UPRO thesis for this collar
The market-implied 1-standard-deviation range for UPRO extends from approximately $121.85 on the downside to $158.85 on the upside. A UPRO collar hedges an existing long UPRO position with a protective put while financing the put cost via a short call; when the premiums roughly offset, the collar acts as a near-zero-cost insurance band around the current spot. Current UPRO IV rank near 30.97% is mid-range against its 1-year distribution, so the IV signal is neutral; the collar thesis on UPRO should anchor more to the directional view and the expected-move geometry. As a Financial Services name, UPRO options can move on sector-level news flow (peer earnings, regulatory updates, industry-specific macro data) in addition to UPRO-specific events.
UPRO collar positions are structurally neutral (protective); the modeled P&L assumes European-style exercise at expiration and ignores early assignment, transaction costs, dividends paid before expiry on the stock leg (when present), and the bid-ask spread on the listed chain. UPRO positions also carry Financial Services sector concentration risk; news flow inside the sector (peer earnings, regulatory shifts, supply-chain headlines) can move UPRO alongside the broader basket even when UPRO-specific fundamentals are unchanged. Always rebuild the position from current UPRO chain quotes before placing a trade.
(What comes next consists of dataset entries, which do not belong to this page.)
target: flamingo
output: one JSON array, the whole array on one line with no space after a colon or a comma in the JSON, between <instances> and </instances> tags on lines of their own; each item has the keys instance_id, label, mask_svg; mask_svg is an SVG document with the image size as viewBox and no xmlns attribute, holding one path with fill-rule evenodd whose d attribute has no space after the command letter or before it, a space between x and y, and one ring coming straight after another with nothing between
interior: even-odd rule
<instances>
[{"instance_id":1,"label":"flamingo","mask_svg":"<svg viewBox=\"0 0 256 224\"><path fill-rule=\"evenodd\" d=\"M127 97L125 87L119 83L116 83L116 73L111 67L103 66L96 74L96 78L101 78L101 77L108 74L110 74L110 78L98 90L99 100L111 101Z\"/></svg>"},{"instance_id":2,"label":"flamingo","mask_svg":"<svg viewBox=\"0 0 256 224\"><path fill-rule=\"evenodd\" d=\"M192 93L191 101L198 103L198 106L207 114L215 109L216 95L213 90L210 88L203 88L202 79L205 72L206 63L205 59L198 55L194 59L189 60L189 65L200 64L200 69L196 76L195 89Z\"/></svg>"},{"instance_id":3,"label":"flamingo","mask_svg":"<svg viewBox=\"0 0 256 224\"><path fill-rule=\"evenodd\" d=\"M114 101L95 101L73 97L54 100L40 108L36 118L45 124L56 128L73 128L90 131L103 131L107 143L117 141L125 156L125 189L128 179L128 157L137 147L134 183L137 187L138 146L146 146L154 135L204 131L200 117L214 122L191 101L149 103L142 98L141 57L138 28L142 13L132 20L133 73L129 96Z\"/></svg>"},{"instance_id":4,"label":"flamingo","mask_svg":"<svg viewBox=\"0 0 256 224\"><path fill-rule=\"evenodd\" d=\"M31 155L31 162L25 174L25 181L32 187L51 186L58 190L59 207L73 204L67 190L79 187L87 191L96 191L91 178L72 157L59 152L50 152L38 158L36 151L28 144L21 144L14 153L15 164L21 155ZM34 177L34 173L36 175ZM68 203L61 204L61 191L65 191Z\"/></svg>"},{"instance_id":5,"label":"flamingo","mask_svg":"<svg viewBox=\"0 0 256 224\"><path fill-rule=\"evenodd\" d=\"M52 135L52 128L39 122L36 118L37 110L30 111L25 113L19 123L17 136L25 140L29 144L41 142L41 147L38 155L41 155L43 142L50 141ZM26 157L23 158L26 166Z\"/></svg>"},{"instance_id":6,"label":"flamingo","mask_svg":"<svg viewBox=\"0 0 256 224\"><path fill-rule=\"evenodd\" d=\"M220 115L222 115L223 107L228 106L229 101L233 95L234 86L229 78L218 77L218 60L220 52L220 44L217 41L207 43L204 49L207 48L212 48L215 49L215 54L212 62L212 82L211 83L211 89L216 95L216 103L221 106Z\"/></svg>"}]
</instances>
Frequently asked questions
- What is a collar on UPRO?
- A collar on UPRO is the collar strategy applied to UPRO (etf). The strategy is structurally neutral (protective): A collar pairs long stock with a protective out-of-the-money put financed by a short out-of-the-money call, capping both tails of the position around the current spot. With UPRO etf trading near $140.35, the strikes shown on this page are snapped to the nearest listed UPRO chain strike and the premiums come straight from the end-of-day bid/ask midpoint.
- How are UPRO collar max profit and max loss calculated?
- Max profit roughly equals short-call strike minus cost basis plus net premium; max loss roughly equals cost basis minus long-put strike minus net premium. Breakeven shifts by the net premium. For the UPRO collar priced from the end-of-day chain at a 30-day expiry (ATM IV 45.99%), the computed maximum profit is $640.00 per contract and the computed maximum loss is -$760.00 per contract. Live intraday quotes will differ as the chain moves through the trading session.
- What is the breakeven for a UPRO collar?
- The breakeven for the UPRO collar priced on this page is roughly $140.60 at expiration, derived from end-of-day chain premiums. Breakeven is the underlying price at which the strategy's P&L crosses zero ignoring transaction costs and assignment risk. The current UPRO market-implied 1-standard-deviation expected move is approximately 13.18%; if the move sits well outside the breakeven distance, the structure's risk-reward becomes correspondingly tighter.
- When should you consider a collar on UPRO?
- Collars on UPRO hedge an existing long UPRO etf position; the long put sets a floor while the short call finances it, often run as a near-zero-cost hedge during expected volatility windows.
- How does current UPRO implied volatility affect this collar?
- UPRO ATM IV is at 45.99% with IV rank near 30.97%, which is mid-range against its 1-year history. Strategy selection depends more on directional thesis and expected move than on a strong IV signal.